The newly published book from Packt Publishing is designed to bring an administrator up to speed with the creation of a HBase cluster and help them with a wide range of tasks. It follows the style of presenting issues and solutions in a recipe which are then grouped into 9 high level chapters. This unfortunately leads to a little bit of repetition in some of the technical detail, but this does help the reader come in from a high level perspective knowing their issue; they can easily find a matching recipe in a section that makes sense rather than having to dig around. The recipes are good although they shy away from stating best practice which is probably for the best as the technology in question is maturing rapidly.

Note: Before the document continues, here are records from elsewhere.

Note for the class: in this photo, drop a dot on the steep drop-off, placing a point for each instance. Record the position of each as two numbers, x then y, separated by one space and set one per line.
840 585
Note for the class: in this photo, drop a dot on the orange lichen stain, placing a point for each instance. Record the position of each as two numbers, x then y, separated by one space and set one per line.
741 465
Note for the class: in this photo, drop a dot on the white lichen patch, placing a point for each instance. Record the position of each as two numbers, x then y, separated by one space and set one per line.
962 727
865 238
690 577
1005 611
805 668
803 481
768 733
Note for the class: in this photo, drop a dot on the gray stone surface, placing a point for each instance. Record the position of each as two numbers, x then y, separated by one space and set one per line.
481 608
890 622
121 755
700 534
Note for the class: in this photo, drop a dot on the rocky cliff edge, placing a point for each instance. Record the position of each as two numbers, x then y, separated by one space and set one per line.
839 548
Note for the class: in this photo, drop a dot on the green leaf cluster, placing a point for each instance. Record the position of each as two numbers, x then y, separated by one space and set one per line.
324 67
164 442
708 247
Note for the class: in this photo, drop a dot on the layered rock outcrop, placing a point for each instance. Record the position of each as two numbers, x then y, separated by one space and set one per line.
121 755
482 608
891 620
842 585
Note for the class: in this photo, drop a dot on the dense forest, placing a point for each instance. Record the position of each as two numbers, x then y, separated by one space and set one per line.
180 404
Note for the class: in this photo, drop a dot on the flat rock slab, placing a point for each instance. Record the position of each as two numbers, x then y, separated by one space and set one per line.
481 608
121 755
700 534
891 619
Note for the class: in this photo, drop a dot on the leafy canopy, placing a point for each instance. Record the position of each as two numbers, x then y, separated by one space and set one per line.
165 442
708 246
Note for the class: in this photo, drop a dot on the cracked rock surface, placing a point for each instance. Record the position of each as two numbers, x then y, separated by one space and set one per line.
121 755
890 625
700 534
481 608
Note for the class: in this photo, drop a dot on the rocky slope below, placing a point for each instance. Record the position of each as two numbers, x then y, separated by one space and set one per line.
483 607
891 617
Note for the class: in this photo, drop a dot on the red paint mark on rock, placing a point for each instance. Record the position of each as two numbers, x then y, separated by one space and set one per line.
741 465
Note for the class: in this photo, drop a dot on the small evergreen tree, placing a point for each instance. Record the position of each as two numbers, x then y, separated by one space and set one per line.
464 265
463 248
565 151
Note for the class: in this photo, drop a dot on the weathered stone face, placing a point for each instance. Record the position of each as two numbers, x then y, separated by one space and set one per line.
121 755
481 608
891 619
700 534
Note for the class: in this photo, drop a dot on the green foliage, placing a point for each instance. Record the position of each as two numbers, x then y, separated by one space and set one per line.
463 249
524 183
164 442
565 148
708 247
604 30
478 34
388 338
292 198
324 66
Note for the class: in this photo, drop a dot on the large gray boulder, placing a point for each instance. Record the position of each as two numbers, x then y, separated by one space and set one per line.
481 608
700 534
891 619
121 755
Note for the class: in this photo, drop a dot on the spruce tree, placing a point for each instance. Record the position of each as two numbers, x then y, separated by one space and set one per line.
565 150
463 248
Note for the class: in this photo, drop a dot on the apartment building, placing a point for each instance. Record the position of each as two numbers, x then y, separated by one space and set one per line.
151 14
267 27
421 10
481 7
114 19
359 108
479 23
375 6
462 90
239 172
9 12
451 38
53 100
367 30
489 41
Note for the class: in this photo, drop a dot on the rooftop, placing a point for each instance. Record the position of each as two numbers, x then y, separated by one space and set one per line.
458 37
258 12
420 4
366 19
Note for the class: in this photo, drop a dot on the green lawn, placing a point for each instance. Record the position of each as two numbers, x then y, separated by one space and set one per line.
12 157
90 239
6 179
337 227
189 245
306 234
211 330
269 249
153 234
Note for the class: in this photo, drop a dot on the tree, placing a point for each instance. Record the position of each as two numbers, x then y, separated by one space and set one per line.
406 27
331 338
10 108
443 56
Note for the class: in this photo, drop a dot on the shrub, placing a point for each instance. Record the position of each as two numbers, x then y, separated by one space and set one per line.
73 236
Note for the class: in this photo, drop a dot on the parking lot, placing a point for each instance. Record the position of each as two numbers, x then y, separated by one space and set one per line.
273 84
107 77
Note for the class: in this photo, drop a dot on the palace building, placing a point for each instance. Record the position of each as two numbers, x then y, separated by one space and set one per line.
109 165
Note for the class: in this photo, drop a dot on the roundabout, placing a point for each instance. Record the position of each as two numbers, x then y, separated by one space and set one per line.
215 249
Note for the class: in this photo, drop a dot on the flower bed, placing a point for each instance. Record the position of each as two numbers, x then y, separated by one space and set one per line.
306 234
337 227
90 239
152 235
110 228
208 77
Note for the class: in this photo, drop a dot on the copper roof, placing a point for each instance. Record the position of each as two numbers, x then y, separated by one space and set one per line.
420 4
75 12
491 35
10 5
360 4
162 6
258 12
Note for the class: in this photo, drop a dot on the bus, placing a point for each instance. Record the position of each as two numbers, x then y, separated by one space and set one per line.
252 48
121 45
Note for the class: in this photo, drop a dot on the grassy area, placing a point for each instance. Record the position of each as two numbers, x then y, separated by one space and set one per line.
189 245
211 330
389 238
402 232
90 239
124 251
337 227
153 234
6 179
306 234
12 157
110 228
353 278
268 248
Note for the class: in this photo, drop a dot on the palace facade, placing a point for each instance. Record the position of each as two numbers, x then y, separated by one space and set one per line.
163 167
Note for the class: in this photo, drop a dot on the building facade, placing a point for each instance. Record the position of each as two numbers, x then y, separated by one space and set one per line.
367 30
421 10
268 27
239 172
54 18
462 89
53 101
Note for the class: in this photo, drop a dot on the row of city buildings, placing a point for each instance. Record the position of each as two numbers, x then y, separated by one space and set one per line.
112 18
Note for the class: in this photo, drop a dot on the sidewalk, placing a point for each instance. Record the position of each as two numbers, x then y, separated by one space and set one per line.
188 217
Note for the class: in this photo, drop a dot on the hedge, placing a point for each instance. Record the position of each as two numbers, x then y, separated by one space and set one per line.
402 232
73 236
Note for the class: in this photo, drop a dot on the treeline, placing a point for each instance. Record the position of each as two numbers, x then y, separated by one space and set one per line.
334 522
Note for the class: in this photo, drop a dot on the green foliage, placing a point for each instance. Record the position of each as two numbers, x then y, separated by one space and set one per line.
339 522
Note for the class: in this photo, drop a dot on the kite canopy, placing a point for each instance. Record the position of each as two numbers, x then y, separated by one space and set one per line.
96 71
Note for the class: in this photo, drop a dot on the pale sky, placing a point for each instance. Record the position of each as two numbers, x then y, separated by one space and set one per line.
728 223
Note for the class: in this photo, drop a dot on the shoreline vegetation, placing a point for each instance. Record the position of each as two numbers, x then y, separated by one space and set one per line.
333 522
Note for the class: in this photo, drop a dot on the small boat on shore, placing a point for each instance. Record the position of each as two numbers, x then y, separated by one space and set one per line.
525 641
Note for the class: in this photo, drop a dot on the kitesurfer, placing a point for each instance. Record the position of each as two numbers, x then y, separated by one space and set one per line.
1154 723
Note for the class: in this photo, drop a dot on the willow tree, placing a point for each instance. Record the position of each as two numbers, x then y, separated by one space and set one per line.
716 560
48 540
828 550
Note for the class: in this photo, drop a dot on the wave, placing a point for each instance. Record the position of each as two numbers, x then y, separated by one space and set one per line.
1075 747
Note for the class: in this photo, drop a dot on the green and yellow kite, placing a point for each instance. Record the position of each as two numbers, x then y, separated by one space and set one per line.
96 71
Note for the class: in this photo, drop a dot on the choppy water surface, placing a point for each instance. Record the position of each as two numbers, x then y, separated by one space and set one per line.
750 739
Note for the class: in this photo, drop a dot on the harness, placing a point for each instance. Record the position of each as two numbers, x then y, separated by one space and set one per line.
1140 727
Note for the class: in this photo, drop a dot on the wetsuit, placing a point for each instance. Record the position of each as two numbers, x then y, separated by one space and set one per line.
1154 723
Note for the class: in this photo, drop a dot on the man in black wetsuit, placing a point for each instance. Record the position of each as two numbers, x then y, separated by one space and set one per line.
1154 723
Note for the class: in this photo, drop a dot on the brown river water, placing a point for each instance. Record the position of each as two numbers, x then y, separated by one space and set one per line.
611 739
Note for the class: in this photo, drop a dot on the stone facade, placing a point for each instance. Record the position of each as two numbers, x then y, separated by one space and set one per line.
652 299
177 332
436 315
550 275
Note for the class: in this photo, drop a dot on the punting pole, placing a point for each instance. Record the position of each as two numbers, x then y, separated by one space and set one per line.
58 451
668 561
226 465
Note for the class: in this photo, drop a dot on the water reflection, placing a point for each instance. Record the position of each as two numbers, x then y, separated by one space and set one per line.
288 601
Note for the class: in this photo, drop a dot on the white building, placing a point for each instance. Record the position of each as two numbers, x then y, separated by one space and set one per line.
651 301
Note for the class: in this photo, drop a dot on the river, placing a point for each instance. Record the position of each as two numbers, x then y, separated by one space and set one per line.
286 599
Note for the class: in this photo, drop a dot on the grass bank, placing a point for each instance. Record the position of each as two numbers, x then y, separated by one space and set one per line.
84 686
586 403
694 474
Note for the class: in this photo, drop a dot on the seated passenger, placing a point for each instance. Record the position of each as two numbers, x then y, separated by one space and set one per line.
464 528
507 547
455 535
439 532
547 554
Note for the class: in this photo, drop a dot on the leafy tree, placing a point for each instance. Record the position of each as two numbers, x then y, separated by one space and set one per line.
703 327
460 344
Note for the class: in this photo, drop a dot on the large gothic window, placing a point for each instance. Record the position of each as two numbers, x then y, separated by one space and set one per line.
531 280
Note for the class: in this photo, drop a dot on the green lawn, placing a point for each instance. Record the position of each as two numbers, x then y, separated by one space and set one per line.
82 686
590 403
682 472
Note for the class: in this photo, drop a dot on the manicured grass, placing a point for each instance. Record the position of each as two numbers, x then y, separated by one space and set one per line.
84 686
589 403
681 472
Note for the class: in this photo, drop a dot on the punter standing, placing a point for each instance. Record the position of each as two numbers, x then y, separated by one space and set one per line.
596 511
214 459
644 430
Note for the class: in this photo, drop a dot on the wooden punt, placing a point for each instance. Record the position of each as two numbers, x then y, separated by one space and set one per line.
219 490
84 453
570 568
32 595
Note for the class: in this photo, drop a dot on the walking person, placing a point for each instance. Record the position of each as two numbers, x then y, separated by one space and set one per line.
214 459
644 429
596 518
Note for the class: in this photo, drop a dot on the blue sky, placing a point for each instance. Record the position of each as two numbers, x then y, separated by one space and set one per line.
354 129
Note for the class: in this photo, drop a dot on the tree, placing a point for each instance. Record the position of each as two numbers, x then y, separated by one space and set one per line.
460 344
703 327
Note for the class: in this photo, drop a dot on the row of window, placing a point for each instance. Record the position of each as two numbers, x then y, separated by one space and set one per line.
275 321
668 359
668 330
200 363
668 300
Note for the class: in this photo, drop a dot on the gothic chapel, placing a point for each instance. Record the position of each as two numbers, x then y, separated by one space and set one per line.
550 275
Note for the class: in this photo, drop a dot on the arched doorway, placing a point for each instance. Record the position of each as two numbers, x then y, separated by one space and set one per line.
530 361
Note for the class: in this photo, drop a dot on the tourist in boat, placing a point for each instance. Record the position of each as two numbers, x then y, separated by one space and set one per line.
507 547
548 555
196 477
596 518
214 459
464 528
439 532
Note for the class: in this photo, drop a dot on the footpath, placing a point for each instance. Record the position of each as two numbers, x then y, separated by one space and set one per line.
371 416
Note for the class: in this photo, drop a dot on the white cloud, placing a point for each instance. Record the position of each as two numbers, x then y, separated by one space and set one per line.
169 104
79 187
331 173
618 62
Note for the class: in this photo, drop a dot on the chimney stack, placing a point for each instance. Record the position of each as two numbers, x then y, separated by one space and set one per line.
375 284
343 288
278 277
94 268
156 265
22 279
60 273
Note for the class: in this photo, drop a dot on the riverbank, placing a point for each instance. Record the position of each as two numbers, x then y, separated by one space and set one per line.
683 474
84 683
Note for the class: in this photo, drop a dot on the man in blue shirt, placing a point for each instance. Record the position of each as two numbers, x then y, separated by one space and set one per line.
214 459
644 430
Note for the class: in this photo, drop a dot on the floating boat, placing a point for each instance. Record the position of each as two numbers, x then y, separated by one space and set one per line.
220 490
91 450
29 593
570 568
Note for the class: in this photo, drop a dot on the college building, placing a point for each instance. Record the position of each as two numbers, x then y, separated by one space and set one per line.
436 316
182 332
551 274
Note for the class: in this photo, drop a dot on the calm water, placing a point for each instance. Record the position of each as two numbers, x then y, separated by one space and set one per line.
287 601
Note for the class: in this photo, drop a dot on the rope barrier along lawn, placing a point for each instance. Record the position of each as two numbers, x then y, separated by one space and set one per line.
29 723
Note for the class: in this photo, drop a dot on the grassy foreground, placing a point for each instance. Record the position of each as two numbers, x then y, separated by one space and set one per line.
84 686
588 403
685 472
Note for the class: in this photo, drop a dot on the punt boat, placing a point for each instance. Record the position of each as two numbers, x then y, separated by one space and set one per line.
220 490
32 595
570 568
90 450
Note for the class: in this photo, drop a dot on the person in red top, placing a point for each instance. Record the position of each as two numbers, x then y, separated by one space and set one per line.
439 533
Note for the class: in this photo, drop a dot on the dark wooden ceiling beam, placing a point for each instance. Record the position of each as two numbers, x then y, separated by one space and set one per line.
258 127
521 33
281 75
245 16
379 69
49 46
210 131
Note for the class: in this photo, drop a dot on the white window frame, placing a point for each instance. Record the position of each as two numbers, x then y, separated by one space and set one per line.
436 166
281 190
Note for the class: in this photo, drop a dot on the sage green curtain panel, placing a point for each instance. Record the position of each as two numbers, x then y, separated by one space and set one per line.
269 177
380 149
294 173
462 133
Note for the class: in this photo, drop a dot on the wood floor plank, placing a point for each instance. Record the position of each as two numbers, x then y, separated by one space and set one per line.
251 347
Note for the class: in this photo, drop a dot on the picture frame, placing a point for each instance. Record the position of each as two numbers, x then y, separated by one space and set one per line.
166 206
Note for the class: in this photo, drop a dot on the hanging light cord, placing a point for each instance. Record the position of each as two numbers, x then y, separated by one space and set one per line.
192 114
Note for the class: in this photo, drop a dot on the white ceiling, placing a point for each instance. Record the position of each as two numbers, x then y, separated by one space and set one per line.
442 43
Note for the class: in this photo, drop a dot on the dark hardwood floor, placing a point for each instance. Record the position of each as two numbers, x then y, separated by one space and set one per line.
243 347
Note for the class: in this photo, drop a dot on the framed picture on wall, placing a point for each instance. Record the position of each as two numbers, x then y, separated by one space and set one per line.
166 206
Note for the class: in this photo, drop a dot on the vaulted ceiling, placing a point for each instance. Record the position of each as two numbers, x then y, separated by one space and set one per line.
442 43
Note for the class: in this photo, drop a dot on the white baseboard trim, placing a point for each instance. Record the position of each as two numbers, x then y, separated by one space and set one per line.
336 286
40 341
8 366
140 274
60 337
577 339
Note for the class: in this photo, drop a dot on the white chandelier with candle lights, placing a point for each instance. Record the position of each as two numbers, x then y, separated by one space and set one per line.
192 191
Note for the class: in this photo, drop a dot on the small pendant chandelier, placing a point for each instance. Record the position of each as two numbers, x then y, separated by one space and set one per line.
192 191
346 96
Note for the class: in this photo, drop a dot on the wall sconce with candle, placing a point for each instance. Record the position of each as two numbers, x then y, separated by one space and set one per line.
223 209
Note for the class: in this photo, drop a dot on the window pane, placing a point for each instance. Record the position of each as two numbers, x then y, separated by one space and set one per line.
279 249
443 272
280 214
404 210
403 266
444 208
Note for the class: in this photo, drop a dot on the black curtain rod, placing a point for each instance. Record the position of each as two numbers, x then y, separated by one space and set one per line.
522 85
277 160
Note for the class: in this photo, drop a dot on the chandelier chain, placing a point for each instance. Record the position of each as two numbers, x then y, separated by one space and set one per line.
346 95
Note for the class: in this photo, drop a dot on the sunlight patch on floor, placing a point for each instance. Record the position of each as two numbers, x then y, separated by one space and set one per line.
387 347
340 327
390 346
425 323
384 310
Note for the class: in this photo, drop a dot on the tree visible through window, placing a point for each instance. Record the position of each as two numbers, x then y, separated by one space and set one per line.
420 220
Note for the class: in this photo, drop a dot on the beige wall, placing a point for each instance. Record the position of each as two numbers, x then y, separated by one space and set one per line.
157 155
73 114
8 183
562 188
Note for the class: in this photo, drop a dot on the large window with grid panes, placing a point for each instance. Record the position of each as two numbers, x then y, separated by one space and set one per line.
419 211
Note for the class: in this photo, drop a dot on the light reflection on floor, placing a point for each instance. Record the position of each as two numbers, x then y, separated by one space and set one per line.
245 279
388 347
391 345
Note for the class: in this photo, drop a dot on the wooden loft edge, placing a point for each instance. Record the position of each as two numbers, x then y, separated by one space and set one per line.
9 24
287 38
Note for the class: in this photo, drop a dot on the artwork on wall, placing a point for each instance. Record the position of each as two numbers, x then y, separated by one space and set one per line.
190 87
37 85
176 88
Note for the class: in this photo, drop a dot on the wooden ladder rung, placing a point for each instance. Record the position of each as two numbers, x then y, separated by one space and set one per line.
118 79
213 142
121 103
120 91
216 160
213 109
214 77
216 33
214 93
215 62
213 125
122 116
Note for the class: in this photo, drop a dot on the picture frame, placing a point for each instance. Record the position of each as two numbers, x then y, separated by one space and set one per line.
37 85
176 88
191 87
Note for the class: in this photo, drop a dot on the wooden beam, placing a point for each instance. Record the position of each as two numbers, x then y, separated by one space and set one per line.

The book can also be read sequentially; the recipes are well written with clear step by step instructions on achieving a highly available, monitored HBase setup (optionally with Hive) in either a local environment or on a cloud based provider such as EC2. Note there are considerations for running on a cloud and the book provides pragmatic usable solutions that you can implement yourself.
The book addresses such topics as maintenance and security, troubleshooting and tuning of HBase (and implicitly Hadoop, MapReduce and the underlying hardware). Recovery of Hadoop clusters is covered to an extent I would expect is practical in a published book, but your mileage may vary with whether these recipes are pertinent to your infrastructure.
The book presents Hadoop concepts simply enough for a first timer to come into this topic with no prior knowledge of any Hadoop components and be able to perform the exercises. However it does get into advanced topics later on, and some of the things that are covered (such as manual region server splitting and key management) left me with the impression that people unfamiliar with Hadoop would either need real world experience of such matters or alternate sources of information to leave them with a better understanding of what they were doing and why. After reading this book they would have a good foundation knowledge of what a cluster should look like and should have been introduced to enough concepts to find out more by themselves.
Overall I consider this book to be well written, the author has a demonstratable knowledge of System Administration and practical experience with installing and managing Hadoop and HBase installations. Well done Yifeng.